Abstract
Soybean oil has a wide variety of uses, and stearic acid, which is a relatively minor component of soybean oil is increasingly desired for both industrial and food applications. New soybean mutants containing high levels of the saturated fatty acid stearate in seeds were recently identified from a chemically mutagenized population. Six mutants ranged in stearate content from 6–14% stearic acid, which is 1.5 to 3 times the levels contained in wild-type seed of the Williams 82 cultivar. Candidate gene sequencing revealed that all of these lines carried amino acid substitutions in the gene encoding the delta-9-stearoyl-acyl-carrier protein desaturase enzyme (SACPD-C) required for the conversion of stearic acid to oleic acid. Five of these missense mutations were in highly conserved residues clustered around the predicted di-iron center of the SACPD-C enzyme. Co-segregation analysis demonstrated a positive association of the elevated stearate trait with the SACPD-C mutation for three populations. These missense mutations may provide additional alleles that may be used in the development of new soybean cultivars with increased levels of stearic acid.
Highlights
Stearic acid is one of the component fatty acids in soybean oil, comprising 2–4% of the total oil fraction
Three soybean genes have been characterized with homology to delta-9-stearoyl-acyl carrier protein desaturases (SACPDs) which are required for the conversion of stearic acid to oleic acid [3]

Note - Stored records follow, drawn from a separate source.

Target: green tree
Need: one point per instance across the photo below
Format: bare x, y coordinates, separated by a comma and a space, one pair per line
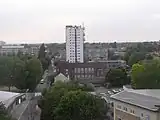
79, 105
136, 57
3, 112
6, 72
117, 77
145, 75
52, 100
42, 53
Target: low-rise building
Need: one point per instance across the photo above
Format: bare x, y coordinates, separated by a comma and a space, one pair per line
91, 72
137, 105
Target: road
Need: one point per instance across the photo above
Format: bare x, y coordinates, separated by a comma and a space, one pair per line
27, 109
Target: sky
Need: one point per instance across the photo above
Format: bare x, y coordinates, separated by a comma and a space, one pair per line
37, 21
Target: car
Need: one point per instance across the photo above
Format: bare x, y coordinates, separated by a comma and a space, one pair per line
115, 91
42, 81
104, 94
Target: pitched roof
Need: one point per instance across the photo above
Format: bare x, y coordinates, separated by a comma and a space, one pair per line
146, 101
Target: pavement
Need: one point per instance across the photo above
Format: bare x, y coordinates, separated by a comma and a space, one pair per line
27, 110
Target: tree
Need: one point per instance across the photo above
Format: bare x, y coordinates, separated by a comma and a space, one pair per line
42, 53
136, 57
56, 98
30, 75
145, 75
6, 72
117, 77
79, 105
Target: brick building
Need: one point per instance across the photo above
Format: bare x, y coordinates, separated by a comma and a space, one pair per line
93, 72
139, 105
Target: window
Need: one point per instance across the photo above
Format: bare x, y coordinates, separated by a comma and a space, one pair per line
125, 108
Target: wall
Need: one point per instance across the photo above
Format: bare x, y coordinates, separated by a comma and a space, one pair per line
137, 112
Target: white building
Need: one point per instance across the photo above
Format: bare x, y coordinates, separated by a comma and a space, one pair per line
75, 44
11, 49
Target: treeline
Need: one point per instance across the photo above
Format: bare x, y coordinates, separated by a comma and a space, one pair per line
140, 51
23, 72
71, 101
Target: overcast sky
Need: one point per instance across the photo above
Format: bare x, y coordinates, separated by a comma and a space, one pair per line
29, 21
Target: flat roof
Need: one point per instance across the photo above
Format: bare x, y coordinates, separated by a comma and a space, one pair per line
138, 99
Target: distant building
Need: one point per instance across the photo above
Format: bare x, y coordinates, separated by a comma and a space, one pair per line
92, 72
11, 100
11, 49
137, 105
74, 44
96, 54
61, 77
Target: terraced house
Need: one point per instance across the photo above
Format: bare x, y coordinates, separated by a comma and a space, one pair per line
137, 105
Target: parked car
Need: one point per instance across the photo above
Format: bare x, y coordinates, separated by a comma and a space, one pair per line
42, 81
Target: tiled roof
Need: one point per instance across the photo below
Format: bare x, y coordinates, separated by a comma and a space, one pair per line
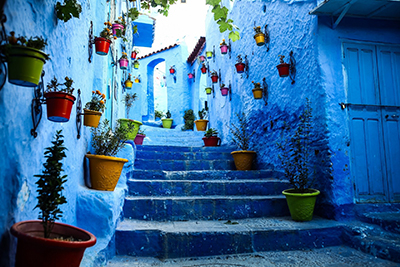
158, 51
197, 50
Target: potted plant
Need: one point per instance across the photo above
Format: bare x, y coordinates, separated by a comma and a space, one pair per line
136, 64
239, 64
59, 101
94, 108
214, 76
201, 124
244, 157
128, 83
295, 158
167, 122
128, 100
105, 168
25, 59
134, 54
123, 61
283, 68
211, 138
139, 137
103, 42
257, 90
259, 36
224, 47
46, 242
224, 90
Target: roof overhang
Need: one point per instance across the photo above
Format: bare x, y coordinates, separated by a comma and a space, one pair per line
370, 9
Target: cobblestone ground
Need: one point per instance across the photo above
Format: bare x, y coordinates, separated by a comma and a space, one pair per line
340, 256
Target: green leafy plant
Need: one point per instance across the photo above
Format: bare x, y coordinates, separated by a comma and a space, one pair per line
107, 142
128, 100
296, 153
211, 132
241, 135
50, 185
53, 86
69, 9
189, 120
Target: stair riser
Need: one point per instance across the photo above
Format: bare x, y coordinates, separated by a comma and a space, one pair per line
182, 155
205, 188
180, 165
197, 244
203, 209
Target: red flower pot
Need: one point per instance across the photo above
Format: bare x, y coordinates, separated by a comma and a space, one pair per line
212, 141
224, 91
139, 139
283, 69
35, 250
102, 46
240, 67
59, 106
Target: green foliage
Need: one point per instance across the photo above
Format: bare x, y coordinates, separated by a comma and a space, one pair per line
70, 9
296, 153
107, 142
189, 120
211, 132
241, 136
53, 86
50, 185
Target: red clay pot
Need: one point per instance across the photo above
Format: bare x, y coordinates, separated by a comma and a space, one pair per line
102, 46
36, 251
283, 69
59, 106
212, 141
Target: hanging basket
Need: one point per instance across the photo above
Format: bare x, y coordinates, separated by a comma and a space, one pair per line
102, 46
59, 106
25, 66
283, 69
91, 118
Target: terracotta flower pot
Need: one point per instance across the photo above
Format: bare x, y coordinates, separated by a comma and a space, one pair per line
212, 141
59, 106
201, 125
25, 66
283, 69
34, 250
243, 159
240, 67
102, 46
91, 118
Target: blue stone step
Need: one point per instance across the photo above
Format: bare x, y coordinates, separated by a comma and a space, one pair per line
181, 208
206, 187
207, 238
183, 165
204, 175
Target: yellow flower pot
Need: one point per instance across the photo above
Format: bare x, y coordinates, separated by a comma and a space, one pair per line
91, 118
260, 39
243, 159
105, 171
257, 93
201, 125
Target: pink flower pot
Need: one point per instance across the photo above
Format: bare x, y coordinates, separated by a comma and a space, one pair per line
123, 63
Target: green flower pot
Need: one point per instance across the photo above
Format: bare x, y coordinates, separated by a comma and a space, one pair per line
301, 205
25, 65
167, 123
124, 123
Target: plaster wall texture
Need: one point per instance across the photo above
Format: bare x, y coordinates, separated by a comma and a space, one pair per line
21, 154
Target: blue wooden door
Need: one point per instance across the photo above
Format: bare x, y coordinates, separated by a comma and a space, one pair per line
372, 77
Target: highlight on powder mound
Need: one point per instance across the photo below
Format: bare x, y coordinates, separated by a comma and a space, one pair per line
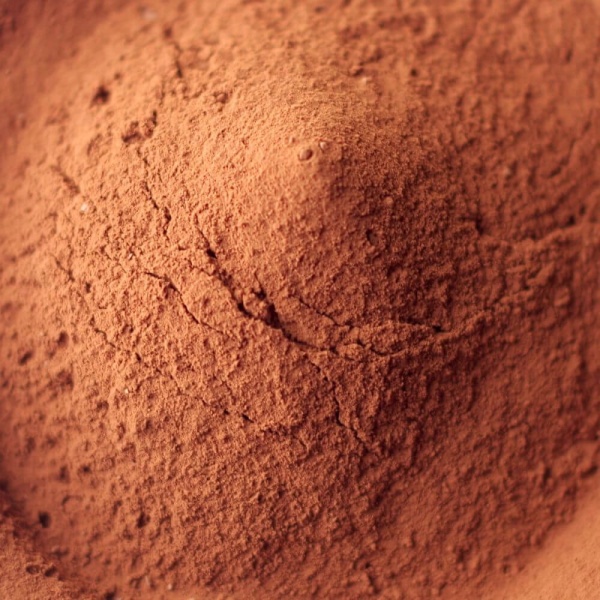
299, 299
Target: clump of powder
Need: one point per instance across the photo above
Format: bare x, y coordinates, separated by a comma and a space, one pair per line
297, 299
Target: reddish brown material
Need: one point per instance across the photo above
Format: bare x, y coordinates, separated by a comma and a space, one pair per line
297, 299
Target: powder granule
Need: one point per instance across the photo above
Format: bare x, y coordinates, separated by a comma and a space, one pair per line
327, 325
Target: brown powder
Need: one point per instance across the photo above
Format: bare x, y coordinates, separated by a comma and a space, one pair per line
298, 299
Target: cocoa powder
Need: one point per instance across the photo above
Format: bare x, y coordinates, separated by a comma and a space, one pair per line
297, 299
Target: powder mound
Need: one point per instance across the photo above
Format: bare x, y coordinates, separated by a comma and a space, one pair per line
297, 299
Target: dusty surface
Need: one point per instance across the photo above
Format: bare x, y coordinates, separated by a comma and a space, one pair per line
569, 564
296, 299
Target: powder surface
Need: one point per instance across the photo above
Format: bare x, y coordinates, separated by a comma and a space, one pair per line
297, 299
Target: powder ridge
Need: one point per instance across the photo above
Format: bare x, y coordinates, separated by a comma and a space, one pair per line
297, 299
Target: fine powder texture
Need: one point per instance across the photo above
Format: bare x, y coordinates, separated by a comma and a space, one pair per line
297, 299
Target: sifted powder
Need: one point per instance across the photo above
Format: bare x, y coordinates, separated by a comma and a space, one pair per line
296, 299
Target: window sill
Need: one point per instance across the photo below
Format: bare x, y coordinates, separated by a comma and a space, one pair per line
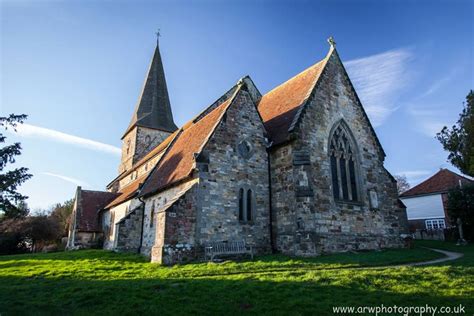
355, 203
246, 222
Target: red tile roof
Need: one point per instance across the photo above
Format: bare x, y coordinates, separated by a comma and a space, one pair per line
442, 181
153, 153
127, 192
91, 203
279, 107
177, 164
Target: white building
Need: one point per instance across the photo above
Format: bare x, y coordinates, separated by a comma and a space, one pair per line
426, 203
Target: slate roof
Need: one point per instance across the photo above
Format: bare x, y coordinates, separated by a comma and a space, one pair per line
127, 192
440, 182
177, 163
279, 107
92, 202
154, 152
153, 109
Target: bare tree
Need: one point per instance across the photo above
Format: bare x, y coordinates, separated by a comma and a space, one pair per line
402, 184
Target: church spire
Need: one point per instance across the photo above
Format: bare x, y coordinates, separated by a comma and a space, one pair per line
153, 109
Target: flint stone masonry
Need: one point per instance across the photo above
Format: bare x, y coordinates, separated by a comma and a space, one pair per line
209, 211
159, 204
218, 219
307, 220
286, 174
129, 230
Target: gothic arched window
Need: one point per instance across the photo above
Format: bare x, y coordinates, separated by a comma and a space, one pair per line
152, 214
249, 205
241, 204
343, 164
245, 205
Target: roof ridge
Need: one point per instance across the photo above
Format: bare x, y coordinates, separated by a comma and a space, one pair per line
301, 72
324, 62
187, 127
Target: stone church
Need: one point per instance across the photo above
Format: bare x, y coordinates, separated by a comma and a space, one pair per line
299, 170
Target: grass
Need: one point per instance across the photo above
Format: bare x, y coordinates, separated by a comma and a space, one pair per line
101, 282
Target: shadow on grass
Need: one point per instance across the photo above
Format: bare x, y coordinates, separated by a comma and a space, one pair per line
95, 254
207, 296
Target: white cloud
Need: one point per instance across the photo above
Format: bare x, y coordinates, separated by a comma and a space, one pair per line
27, 130
436, 85
429, 121
414, 176
378, 79
67, 179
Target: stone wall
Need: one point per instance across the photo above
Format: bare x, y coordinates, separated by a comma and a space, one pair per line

Mutant plants with high levels of stearic acid in seeds were identified in an ongoing screen for soybean seed with altered fatty acid composition and six lines were chosen for further characterization
Summary
Stearic acid is one of the component fatty acids in soybean oil, comprising 2–4% of the total oil fraction. FAM94-41 is a spontaneously occurring change in the SACPD-C gene and results in plants with levels of stearic acid in the seed of ,9% [5]. Deletion of the SACPD-C gene in the A6 germplasm line results in up to 28% stearic acid in the seed, but the size of this deletion is uncharacterized [4,6].